A Son in Glory

A Son in Glory October 30, 2012

My pastoral colleague, Toby Sumpter, has just come out with a wonderful commentary on Job, Job Through New Eyes: A Son for Glory . I am biased in favor of my friend, but I’m confident that even an unbiased reader will find a lot to like.

Toby reads Job as something more than theodicy or a meditation on suffering, something more than a story of loss and restoration. He sees in Job a theology of glorification, as Job moves from his original priestly role (sacrificing for his sons) through the royal contentions with his friends (like Girard, Toby thinks that Job is a king surrounded by envious, grasping counselors) toward his climactic prophetic encounter with the God of the storm cloud.

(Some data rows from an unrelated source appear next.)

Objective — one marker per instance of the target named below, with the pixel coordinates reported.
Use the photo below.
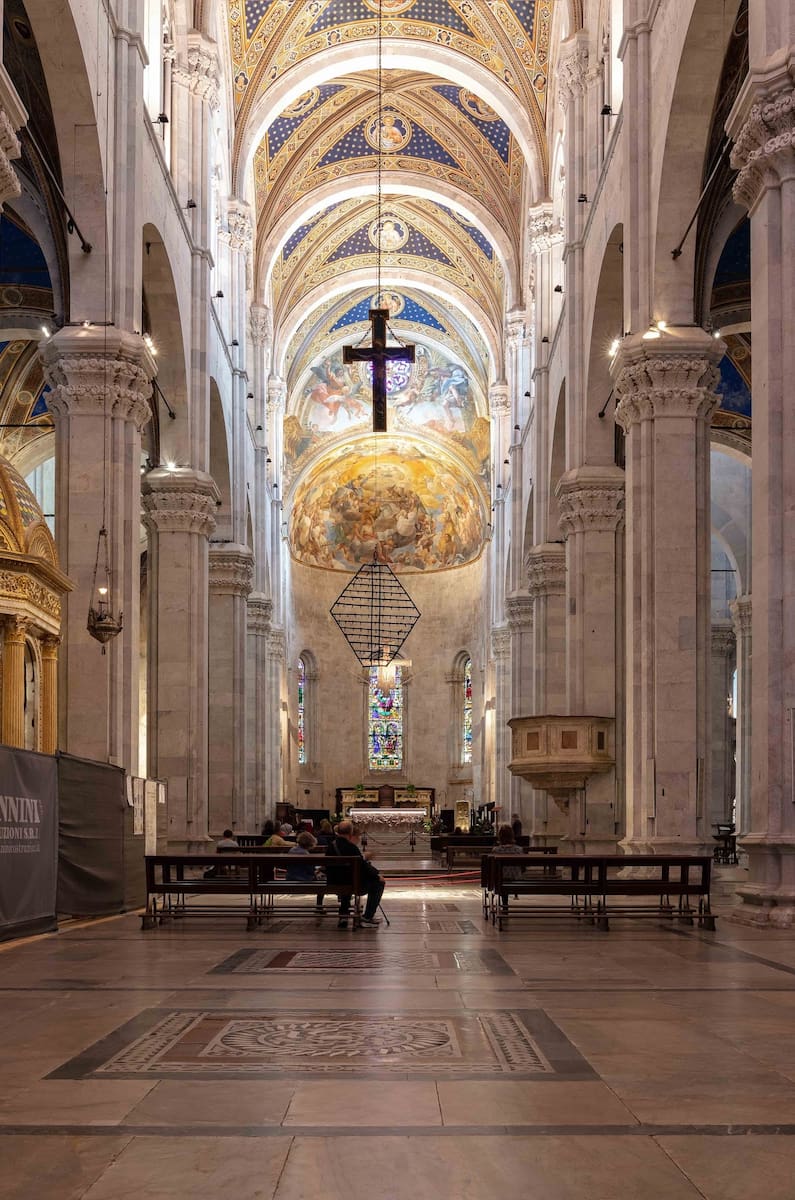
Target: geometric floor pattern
(210, 1044)
(364, 959)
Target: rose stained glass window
(384, 724)
(302, 712)
(466, 731)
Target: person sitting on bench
(345, 845)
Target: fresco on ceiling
(434, 395)
(410, 507)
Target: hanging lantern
(375, 613)
(102, 624)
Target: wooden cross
(378, 354)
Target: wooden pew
(596, 889)
(171, 881)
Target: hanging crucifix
(378, 353)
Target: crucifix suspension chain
(380, 354)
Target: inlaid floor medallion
(203, 1044)
(364, 959)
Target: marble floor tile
(480, 1169)
(193, 1169)
(736, 1168)
(362, 1103)
(239, 1102)
(57, 1167)
(72, 1102)
(522, 1102)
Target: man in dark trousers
(345, 845)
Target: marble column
(722, 735)
(519, 611)
(179, 514)
(258, 715)
(665, 397)
(278, 721)
(591, 519)
(12, 118)
(763, 125)
(501, 658)
(741, 616)
(545, 567)
(101, 385)
(231, 574)
(48, 708)
(15, 634)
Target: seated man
(345, 845)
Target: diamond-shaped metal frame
(375, 615)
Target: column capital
(500, 399)
(259, 610)
(198, 70)
(259, 324)
(545, 229)
(278, 645)
(179, 501)
(741, 613)
(12, 118)
(573, 67)
(723, 640)
(763, 126)
(99, 372)
(545, 567)
(670, 376)
(276, 389)
(231, 569)
(239, 225)
(519, 611)
(591, 499)
(501, 642)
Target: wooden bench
(171, 881)
(596, 889)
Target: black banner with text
(28, 841)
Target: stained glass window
(302, 711)
(466, 732)
(384, 724)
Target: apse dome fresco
(321, 125)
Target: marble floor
(432, 1059)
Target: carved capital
(519, 611)
(545, 567)
(276, 645)
(99, 372)
(500, 642)
(199, 70)
(573, 69)
(545, 229)
(674, 376)
(763, 125)
(741, 613)
(231, 569)
(591, 499)
(179, 501)
(259, 324)
(258, 611)
(723, 640)
(500, 400)
(239, 225)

He argues that when Yahweh shows up, “he is not merely putting Job ‘back in his place.’ Yahweh does not want Job to stay where he is . . . .

“the entire book up to this point has been thrusting Job forward. Job has been struck and he has suffered, but he is being made perfect through suffering. He is going from perfect to perfected. He is being draw up into the Spirit-wind presence of his Father . . . Job has moved from being a great son in the east who was not among the ‘sons of God’ to becoming a son who stands before his Maker and Father and talks with him” (p. 179).

This, Toby shows, is what Job wanted all along. When he longed to die, he was longing to be with God; he was longing for vindication and judgment in the presence of God.

It’s a unique reading of Job, lively and edifying.